Thursday, July 8, 2010

Mass: What an Experience

It's not uncommon for me to see my friends post Facebook statuses that say something to the effect of how amazing their church service was that day or afternoon or whatever. I alway smile and move along, while thinking in the back of my head, "It may have been nice but it didn't have the Eucharist." But it got me to thinking, we DO have the Eucharist. Why don't we ever leave mass going, "WHOOO!!!! Mass was AWESOME!!! HIGH FIVE!" Why don't we do that? Probably because most of the time we are kind of bored.

There, I said it. Mass is often boring. That's not to say that there haven't been times that I've come out of mass pondering a good homily. There are even times when I go up for communion and I'm practically in tears. Other times afterwards I'm just spiritually drained. But there have been pleanty of times I've sat there thinking, "Is this homily EVER going to end?" (not with my priest. My priest gives great homilies (hear that Fr. Matthew?)) Or I'll drift off and think about the previous night or what I've got planned for the day. It's real difficult for me to keep a train of thought.

I think the problem of why we commonly get bored at mass is that we are looking at it purely from the PHYSICAL perspective. This is undertandable. After all, so much in mass appeals to our physical senses. The smell of the incense, the physical positioning of our bodies either standing, sitting and kneeling. The sights. That's why grand churches were built--in order to make us look up and to help us. The thing is, as physical beings, it's difficult for us to see beyond the physical and to see the spiritual. It's difficult for us to see the spiritual stuff thats IN the physical--such as the divine presence in the Eucharist.

Our challenge at mass is to punch through the physical sights that are in front of us and see the spiritual sights that are there. You see, mass is heaven on Earth. Get yourself to mass early and open yourself to prayer before hand. Shut out the sounds of those people around you catching up on the gossip for the last week and anticipate what is about to happen. I imagine a great curtain seperating Heaven and Earth being lifted up as the opening hymm begins. We can see not only the guardian angels who are with us always but also all of the angels in Heaven and all of the saints. All of our loved ones there----with us--to join us in the worship of God.

Sink into the scriptures. Listen to the homily and appreciate that even though it may not seem to be speaking to us that perhaps it's speaking right to the person behind us. Send up our prayers during the prayers of the faithful. Listen to what you are saying during the Nicine Creed and don't just say it in a rote manner. And then get ready because the best is about to come.

The liturgy of the Eucharst---the second part of the mass. Listen, appreciate what the priest is saying. Realize that you ARE singing along with the choirs of angels when you sing, Holy, Holy, Holy. Visualize what is going on during the consecration---recreat the image of the Last Supper going on in front of you as the priest says the words. Realize that we are transcending time and space and we are present at the foot of calvary in that moment.

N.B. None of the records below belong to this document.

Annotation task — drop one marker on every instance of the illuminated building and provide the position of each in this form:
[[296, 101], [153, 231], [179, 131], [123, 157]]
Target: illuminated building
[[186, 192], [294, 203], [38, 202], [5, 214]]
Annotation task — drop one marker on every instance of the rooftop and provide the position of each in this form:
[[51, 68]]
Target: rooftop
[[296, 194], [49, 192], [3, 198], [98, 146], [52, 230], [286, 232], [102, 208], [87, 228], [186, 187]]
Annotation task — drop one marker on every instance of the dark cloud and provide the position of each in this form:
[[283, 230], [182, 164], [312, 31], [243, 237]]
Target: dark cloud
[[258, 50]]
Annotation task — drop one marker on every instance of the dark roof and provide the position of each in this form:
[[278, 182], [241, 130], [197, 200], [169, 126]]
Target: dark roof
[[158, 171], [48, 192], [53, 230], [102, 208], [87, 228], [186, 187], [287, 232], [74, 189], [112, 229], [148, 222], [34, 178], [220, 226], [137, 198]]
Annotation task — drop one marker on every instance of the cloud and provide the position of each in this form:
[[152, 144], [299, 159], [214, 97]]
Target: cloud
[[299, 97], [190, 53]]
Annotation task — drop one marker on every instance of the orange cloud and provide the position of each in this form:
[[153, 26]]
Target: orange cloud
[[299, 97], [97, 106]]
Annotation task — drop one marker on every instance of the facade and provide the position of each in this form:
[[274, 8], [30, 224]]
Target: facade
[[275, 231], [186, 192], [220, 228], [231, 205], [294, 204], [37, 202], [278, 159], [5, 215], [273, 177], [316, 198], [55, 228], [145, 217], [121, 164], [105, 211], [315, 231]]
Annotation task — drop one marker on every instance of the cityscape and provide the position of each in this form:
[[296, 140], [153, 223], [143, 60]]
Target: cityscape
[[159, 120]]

Get impatient---not because mass is almost over but because it's almost time for communion. You are about to have the body, blood, soul and divinity of Our Lord Jesus Christ placed in your hands in order to nourish you. In order to feed you and give you that spiritual nutriontion that you need. Let that sink in . . . God, loves you so much that he not only became human in order to become the perfect sacrifice so that we can have eternal life but made it so that He can be physically present to us to take care of us everytime we go to mass.

As we return to our pews, we kneel down and pray--and what a perfect time for prayer. God is never closer to us than he is when we partake in the Eucharist. Speak to Him. Listen to Him.

The priest offers us the final blessing as well as to command to take the gopsel out to the world. As the final hymm is prayed, you can almost imagine the curtain coming back down as mass is over.

Appreciate what you just participated in. You didn't have to be a lector, an extrodrinary minister or sing in the choir. You may not have even taken communion. Perhaps you aren't Catholic. Maybe you aren't in a state of grace and need to go to confession. Maybe you just are in a station in your life where, for whatever reason you cannot take communion. You can still participate. And what we particpiate is whoa so much more amazing than some church service where there is merely good music or preaching.

So, I expect all of you, next Sunday, to post on your Facebook about what an amazing experience you had at mass this weekend.


  1. I think a lot of the time the reason that protestants have a WOO HOO reaction is that their service is VASTLY different than Mass. This dichotomy of structures has an affect not only on our reaction to Mass v Service/Worship but other things as well.

    But I think you make some very important points about how we have to make Mass important to OURSELVES!

    Protestant service is a form of ENTERTAINMENT and EDUCATION; the Holy Sacrifice of the Mass is a time of Worship and Adoration, a small sliver of what Heaven should be like.

  2. I agree with Joe. I think what sing-and-shout services produce is an external excitement; what Mass produces is internal, deep, and personal. It does show, but in other ways: in the way we treat others, the way we look at the world, the way in which we turn to God. It is a WHOA, but of a very different nature.